This week's Senate debate on Elena Kagan is less about confirming President Barack Obama's second Supreme Court nominee than about the future.
For the Republicans and their conservative allies, it's an effort to set limits for her tenure and what looms as a far more contentious confirmation battle over Obama's next selection, assuming he has one.
For Obama and the Democrats, it's about installing a justice to counter the court's increasingly conservative drift, recognizing that may be harder to do the next time.
Conservative groups have questioned Kagan's role as solicitor general in shaping the administration's health care reform legislation to meet legal challenges to its constitutionality.
They argue she should not participate in the proceedings if those challenges reach the Supreme Court.
That won't likely happen, since the justices themselves decide whether such a conflict exists, and Kagan has minimized her role in administration deliberations.
Republican senators, meanwhile, have criticized Kagan's lack of a judicial record and signs of her openly liberal views, such as opposing military recruiters at Harvard because she disapproved of the Pentagon's "don't ask, don't tell" policy.
Because she hasn't been a judge, they can't dissect decisions as they did during last year's proceedings on Obama's first nominee, Sonia Sotomayor.
As has become the norm, the GOP has argued that almost everything a judicial candidate has done or written is relevant, whether on the bench, in other positions or even in school.
That signals their likely approach if Obama nominates a political figure, such as Homeland Security Secretary Janet Napolitano or Massachusetts Gov. Deval Patrick, instead of a judge.
The GOP argument that Kagan would be an "activist" justice is somewhat ironic in view of the current court's conservative activism. But both parties share blame for these increasingly ideological nomination battles.

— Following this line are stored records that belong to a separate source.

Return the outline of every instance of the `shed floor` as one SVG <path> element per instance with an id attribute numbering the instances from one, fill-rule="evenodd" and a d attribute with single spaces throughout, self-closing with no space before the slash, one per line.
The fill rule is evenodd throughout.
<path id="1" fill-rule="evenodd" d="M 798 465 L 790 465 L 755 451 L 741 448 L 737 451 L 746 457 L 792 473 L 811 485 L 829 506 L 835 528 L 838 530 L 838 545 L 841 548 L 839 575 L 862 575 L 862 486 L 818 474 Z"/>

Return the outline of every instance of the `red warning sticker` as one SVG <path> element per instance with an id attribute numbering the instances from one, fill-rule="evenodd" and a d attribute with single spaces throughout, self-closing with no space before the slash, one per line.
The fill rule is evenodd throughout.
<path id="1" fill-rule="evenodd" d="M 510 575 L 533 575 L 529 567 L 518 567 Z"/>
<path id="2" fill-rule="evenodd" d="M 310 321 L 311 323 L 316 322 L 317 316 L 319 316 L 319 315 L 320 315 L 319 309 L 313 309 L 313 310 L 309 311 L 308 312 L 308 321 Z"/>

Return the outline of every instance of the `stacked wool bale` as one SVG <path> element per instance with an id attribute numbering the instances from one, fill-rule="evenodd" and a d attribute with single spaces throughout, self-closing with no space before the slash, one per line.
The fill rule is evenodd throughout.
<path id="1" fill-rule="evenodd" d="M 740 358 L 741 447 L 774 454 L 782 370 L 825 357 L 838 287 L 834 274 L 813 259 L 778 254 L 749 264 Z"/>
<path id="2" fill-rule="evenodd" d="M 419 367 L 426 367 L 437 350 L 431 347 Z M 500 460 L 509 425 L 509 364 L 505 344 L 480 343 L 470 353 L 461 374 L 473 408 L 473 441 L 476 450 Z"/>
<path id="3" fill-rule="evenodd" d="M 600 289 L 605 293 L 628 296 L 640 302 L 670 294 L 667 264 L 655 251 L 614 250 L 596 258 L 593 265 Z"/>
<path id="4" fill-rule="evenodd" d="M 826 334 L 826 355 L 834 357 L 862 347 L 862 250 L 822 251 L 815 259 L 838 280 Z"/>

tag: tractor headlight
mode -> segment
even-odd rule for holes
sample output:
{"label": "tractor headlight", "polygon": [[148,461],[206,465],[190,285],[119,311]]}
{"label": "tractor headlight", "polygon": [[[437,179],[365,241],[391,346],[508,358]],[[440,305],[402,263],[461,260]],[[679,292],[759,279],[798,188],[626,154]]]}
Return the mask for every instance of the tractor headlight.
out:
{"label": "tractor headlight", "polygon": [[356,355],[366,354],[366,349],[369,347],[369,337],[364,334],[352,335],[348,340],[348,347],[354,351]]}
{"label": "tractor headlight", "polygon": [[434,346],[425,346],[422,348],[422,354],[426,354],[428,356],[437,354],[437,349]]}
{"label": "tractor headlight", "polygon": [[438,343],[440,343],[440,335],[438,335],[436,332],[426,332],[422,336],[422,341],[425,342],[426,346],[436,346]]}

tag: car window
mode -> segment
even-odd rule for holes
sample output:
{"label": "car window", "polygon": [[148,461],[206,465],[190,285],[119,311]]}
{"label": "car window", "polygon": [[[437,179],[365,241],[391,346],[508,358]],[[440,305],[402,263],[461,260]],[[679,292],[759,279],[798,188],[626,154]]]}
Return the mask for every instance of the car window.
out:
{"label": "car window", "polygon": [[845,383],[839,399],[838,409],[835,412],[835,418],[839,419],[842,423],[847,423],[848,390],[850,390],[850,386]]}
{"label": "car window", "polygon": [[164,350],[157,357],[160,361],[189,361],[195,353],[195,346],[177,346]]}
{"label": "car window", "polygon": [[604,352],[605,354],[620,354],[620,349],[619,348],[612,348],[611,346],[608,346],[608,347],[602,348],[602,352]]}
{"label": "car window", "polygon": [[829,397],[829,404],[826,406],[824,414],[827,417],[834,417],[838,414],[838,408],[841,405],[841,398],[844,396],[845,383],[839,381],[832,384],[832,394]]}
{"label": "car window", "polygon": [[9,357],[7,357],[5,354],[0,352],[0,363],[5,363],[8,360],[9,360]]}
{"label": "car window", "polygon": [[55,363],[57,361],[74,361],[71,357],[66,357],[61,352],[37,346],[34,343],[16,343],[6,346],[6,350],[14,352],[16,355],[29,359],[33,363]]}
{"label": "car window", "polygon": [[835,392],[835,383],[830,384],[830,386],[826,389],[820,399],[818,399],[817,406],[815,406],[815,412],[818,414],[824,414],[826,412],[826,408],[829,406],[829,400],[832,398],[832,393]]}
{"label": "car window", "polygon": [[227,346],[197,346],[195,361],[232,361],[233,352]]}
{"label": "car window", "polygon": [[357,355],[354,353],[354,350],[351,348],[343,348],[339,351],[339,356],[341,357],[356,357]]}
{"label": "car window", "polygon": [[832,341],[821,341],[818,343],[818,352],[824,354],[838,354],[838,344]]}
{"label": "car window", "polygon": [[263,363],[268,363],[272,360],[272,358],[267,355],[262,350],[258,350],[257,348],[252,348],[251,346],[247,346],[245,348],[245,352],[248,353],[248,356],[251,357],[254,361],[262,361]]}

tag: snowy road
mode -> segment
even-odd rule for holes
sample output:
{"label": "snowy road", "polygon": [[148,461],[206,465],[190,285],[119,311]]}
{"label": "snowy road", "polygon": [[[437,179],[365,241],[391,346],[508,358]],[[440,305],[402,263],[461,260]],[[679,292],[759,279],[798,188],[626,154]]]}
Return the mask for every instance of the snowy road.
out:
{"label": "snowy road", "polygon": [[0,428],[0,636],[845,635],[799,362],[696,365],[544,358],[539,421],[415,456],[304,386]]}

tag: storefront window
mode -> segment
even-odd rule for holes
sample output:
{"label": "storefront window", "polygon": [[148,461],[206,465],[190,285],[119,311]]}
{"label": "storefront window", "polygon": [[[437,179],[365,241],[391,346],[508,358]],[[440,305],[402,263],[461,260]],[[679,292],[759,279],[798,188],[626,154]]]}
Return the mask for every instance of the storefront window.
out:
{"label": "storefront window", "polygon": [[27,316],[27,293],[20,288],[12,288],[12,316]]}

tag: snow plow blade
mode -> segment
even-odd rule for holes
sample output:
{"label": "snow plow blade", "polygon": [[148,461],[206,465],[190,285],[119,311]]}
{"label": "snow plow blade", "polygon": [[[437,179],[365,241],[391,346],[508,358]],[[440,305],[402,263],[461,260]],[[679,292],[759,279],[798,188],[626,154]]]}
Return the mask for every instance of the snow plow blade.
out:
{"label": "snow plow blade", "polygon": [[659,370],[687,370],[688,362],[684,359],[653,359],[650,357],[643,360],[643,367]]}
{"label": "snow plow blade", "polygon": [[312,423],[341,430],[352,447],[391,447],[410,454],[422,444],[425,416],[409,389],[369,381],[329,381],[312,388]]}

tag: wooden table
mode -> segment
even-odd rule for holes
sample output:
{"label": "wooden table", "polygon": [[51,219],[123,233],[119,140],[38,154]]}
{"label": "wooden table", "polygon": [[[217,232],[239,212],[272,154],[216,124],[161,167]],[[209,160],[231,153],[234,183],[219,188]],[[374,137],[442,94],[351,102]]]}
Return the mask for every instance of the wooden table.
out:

They began in the 1960s when conservative senators of both parties blocked President Lyndon Johnson's ill-timed effort to elevate the late Abe Fortas to chief justice and have escalated since.
Top Democrats, including Obama and future Vice President Joe Biden, exacerbated the trend by opposing the clearly qualified John Roberts on ideological grounds during the last Bush administration.
While half the Senate's Democrats backed Roberts, their opposition to later Bush nominee Samuel Alito was as monolithic as the GOP opposition to Kagan.
That partisan divide means Obama may have to pick a noncontroversial judge or a popular political figure to win confirmation in a Senate that, after November, will have a smaller Democratic majority or a Republican one. GOP moderates could hold the balance.
While Obama won't pick someone likely to vote consistently with court conservatives, he'll have to pick someone more acceptable to the GOP than Sotomayor or Kagan.
He also may feel compelled to correct the court's demographic, educational and geographic imbalance.
It now has six Catholics, three Jews and no Protestants; four graduates apiece from Harvard and Yale law schools (Ruth Bader Ginsburg started at Harvard and graduated from Columbia); and eight (all but Anthony Kennedy) who have spent most of their careers in the East.
That argues for choosing a Protestant, probably a white male, with a non-Ivy League background, who would be acceptable to enough Republicans to prevent a GOP filibuster and ensure confirmation.
Obama interviewed two Protestant appeals judges for the current vacancy: Diane Wood, a University of Texas Law School graduate, and Sidney Thomas, a graduate of the University of Montana Law School; plus Merrick Garland, an appeals judge considered less liberal than Kagan (though Jewish and a Harvard Law School graduate).
Wood and Thomas may prove too liberal to fit future circumstances. But their inclusion suggests awareness of the need for demographic diversity.
One unanswerable question is whether a Republican Senate would use filibuster rules to block a future Obama nominee. Some Republicans floated that threat this time.
It might depend on whether that nominee replaced Ginsburg, a liberal who is 78 and has been ailing, or one of the five more conservative justices.
The latter would produce a fight that could make this debate look like a walk in the park.